Europe Fears Violence Similar to France's
Europeans expressed fears Monday of copycat outbreaks of violence among their immigrant communities as rioting and arson attacks spread in France.
Cars were set ablaze outside Brussels' main train station and in a working class district of Berlin, although officials in Belgium and Germany sought to play down the risk of the kind of violence that France has experienced since Oct. 27.
Still, officials acknowledged that poor integration and poverty posed threats.
"There are terrible living conditions and unhappiness, (even) where everybody is Italian," said Romano Prodi, the center-left's candidate to oppose Italian Premier Silvio Berlusconi next spring, in a newspaper interview. Prodi said poverty, unemployment and urban decay could spark violence.
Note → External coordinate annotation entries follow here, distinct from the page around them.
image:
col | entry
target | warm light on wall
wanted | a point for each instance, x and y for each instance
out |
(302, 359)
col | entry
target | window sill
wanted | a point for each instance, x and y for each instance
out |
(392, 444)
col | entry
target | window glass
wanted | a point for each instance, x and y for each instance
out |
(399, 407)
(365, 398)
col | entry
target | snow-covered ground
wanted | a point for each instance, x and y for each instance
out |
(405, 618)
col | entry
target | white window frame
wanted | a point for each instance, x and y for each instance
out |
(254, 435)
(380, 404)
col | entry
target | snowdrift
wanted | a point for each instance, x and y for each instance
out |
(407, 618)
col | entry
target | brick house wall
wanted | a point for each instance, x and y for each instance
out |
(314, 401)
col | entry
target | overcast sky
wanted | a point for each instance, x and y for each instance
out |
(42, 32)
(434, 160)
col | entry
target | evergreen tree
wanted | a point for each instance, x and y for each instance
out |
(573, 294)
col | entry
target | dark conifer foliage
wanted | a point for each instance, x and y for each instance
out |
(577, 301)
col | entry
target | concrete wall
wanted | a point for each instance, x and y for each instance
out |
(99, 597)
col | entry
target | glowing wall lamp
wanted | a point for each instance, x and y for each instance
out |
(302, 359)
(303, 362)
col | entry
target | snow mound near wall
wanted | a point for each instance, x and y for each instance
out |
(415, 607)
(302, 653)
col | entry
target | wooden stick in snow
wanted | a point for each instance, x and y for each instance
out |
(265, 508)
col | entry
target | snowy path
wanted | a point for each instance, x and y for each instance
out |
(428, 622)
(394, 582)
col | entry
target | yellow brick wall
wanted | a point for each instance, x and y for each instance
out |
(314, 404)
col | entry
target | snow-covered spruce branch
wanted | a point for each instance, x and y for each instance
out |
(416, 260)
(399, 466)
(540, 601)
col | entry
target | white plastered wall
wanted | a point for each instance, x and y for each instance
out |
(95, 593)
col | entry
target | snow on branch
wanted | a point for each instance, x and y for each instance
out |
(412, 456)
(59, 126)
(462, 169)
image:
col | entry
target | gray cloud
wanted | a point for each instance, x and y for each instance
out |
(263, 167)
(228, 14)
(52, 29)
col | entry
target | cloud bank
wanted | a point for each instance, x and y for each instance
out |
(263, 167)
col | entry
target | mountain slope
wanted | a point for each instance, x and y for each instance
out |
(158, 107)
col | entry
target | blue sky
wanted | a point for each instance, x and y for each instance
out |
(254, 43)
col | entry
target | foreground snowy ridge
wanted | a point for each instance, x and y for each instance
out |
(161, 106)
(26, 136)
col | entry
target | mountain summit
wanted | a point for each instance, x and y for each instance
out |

Thomas Steg, a spokesman for outgoing German Chancellor Gerhard Schroeder, told reporters that "the situation is not comparable."
"I think we should stay away from drawing premature analogies and making prophecies as to whether similar developments would be possible here," Steg said.
Wolfgang Schaeuble, a conservative tapped as Chancellor-designate Angela Merkel's interior minister, echoed that belief in an interview with the Bild daily newspaper.
"The conditions in France are different from the ones we have," Schaeuble said. "We don't have these gigantic high-rise projects that they have on the edges of French cities."
Schaeuble cautioned, however, that "we have to improve integration, particularly of young people. That means above all that they must master the German language."
An immigration law that took effect in January aims to integrate newcomers to Germany, making German-language and civics courses obligatory for them.
Others, however, saw the rioting in low-income Paris suburbs as evidence that European immigration policies don't work.
Heinz-Christian Strache, leader of Austria's rightist, xenophobic Freedom Party, called on Austrian leaders to stop immigration and implement integration measures that would prevent "French conditions" from emerging in his country.
The Swedish tabloid Expressen said in an editorial that the trouble in Paris is of an "all-European relevance."
"We have difficulties accepting that people come to us from far away," the tabloid said. "It is like the humble staff at a luxury hotel would suddenly take up quarters with their richest habitues. They should know their places, a dark undercurrent in the collective European consciousness says."
Turkish Premier Recep Tayyip Erdogan said France had ignored Ankara's calls for more tolerance, arguing that France's ban on head scarves in public schools triggered the riots.
"We've always told our friends in Europe that they should not lead to a clash of civilizations in order to prevent such incidents," daily Hurriyet quoted Erdogan as saying during a visit Sunday to Germany.
"We should work for an alliance between civilizations. There is a great duty which falls on the Christian and Muslim world. Europe should have evaluated this," Erdogan said. "We said it. But France did not take it into account. It did not listen to us."
Abdelkarim Carrasco, a leader of Spain's estimated 1 million-member Muslim community, said he does not see his country at risk of suffering the same kind of violence, because the proportion of poor North African Muslims is much smaller.
But he said the French experience posed a key test for Europe in general.
"Either Europe develops and supports the idea of a mixed culture, or Europe has no future," he said. "Europe has to learn from what the United States has done. It is a country that has taken in people from all over the world."